Bored, I took charge and asked them what they were going to university to study. One boy was going to Oxford to do English with Russian. "I don't know whether it's changed," I said sociably, "but in my time, you were handed an Anglo-Saxon grammar and a copy of Alfred's letter – King Alfred, you know, to some dull bishop – and told to come back next week with an accurate translation. Rather terrifying, actually." "I expect," the boy said generously, "that if one has some knowledge of languages, it is rather less terrifying." I made no response. It would have been easy to suggest that there was no reason to think my grasp of three European languages had been any less than his own. I also wondered whether, when I was 18, I would have so confidently talked down to a visiting novelist of some small celebrity and critical regard old enough to be his father. I would have it no other way; I wish I had, in fact, had something of that confidence. But by money and social class I was barred, and in some ways still am barred, from that certainty.

One of the relentless messages of these places is that you are indeed privileged. You are getting a superb education. All others are far less fortunate. Those who go to less grand fee-paying schools are inevitably less superior persons. And Heaven help those who go to state schools. I know what this is like, because for a decade this was my world also.

But it's hard to imagine how any school system could ever be completely otherwise. Suppose, as Hensher recommends, that all social classes were forced into each other's company, by the illegalisation of fee-paying schools, or by their incorporation into the top reaches of the state system, with the cleverest poor children being shoehorned into what are now the poshest fee-paying schools, and the dumb hooray-Henry or nice-but-dim Tim types elbowed aside into bog-standard comprehensives or the like, to make way. What you would get would be John Hughes high school movies, riddled with class warfare. There'd just be different miseries and different humiliations, different triumphs and different varieties of arrogance.

A prison is still a prison. If you have to go to one of these things, and when there you are the object of an industrial process that is done to you rather than the subject of a life that is done by you, you'll take it out on others. There'll be class warfare, and pecking order savageries.
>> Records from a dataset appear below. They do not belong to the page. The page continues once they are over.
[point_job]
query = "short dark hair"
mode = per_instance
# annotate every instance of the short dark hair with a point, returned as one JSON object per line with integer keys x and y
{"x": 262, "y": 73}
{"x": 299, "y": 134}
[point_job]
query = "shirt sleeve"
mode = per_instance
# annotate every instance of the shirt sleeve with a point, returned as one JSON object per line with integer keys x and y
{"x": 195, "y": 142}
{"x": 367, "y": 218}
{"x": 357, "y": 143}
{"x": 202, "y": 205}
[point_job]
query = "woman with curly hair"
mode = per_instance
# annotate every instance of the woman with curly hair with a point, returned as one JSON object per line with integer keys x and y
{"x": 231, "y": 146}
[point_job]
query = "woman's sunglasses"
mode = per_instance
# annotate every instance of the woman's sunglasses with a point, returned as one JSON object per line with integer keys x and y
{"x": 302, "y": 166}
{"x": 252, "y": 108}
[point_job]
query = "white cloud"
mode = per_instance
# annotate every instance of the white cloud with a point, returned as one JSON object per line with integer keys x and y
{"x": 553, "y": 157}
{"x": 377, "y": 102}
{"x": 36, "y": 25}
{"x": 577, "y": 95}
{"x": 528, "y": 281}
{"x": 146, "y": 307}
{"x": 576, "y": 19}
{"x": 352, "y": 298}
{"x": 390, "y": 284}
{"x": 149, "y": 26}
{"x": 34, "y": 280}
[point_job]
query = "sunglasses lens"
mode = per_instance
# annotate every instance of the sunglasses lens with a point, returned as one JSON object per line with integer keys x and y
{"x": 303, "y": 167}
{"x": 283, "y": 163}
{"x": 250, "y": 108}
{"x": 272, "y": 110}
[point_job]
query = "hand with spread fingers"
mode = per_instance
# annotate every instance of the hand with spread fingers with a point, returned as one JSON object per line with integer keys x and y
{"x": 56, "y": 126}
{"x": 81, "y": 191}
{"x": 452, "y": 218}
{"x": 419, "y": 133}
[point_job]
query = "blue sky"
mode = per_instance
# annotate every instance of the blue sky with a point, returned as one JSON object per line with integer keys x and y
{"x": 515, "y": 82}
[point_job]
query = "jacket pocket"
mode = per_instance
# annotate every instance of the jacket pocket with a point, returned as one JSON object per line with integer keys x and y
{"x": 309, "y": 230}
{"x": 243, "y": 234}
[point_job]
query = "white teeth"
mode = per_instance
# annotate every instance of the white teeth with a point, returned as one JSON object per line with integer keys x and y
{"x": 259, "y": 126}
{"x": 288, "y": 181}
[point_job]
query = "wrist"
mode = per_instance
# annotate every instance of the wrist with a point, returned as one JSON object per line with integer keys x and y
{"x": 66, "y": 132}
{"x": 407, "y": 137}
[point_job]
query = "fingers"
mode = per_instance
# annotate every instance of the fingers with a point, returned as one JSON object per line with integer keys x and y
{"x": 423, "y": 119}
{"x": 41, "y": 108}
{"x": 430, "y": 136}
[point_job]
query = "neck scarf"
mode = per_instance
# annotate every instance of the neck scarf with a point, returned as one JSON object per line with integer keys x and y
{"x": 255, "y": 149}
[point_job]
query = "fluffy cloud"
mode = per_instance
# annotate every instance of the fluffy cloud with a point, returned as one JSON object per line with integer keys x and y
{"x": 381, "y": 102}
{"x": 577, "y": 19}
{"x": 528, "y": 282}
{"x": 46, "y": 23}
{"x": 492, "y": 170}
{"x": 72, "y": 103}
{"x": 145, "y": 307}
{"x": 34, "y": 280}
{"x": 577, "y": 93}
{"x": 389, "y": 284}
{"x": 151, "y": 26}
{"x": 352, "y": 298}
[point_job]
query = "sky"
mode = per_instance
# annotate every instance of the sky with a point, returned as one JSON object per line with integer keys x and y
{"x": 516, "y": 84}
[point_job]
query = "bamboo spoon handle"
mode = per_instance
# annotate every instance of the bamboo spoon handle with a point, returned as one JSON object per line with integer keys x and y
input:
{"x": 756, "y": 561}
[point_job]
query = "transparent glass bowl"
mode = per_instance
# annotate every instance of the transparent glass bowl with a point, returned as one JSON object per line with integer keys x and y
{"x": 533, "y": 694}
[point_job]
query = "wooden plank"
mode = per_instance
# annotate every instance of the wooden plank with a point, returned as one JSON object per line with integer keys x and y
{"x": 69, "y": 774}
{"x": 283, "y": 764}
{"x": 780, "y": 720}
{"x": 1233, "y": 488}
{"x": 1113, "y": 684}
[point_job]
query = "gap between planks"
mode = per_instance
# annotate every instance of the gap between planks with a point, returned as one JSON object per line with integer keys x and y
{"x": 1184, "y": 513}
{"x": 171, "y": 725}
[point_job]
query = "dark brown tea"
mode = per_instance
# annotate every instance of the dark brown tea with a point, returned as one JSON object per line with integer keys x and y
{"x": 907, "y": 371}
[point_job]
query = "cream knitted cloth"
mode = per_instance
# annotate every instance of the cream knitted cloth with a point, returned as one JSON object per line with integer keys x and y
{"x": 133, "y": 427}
Even if, as I favour, you release the boys (the boys especially) from prison and let them run their own lives, they'll probably find new ways to be insufferable. Allow them to be film directors, futures traders, ditch diggers and private detectives at fourteen, and they'll still find ways to piss off the likes of Philip Hensher. If you fancy yourself as a mini star in middle-age world, teenage boys who don't know you and don't especially want to know you are going to get under your skin, politely or rudely, but one way or another, no matter how the education system is configured. You'd still have verbal dog fights with the younger dogs, and do sneaky things like letting them have the last word on the day without fighting back, but then writing your last word in The Independent. Not the least of the pleasures of this piece is what a ruthlessly revealing self-portrait Hensher supplies. Simply, he takes himself more seriously than they all do, teachers and boys alike. It's a genteel dog fight from the moment he sets foot in the place, starting with them getting his name wrong, and him getting huffy about that.

As for what he thinks should be done about it all, Hensher doesn't just exaggerate how much social melting would go on in his big nationalised educational pot. He also forgets how much worse all schools would become if (a) present Sovietisation trends continue in the state ssystem, and if (b) schools which are presently semi-independent of the official national system such as Westminster get much more completely swallowed up in the same mess as well, as he recommends. What Hensher is arguing for is a system that he hopes would be equally better for all, but would actually be unequally worse. It wouldn't achieve equality of happiness; just more and unequal misery.

However, my basic point is that Hensher's is a good piece. He went to a particular place and recorded what he actually saw and heard, and how he felt about it. I don't share his policy prejudices. Nevertheless this is real stuff, not waffle based on phoney statistics such as you so often get in the national education media pages nowadays. I recommend the whole thing.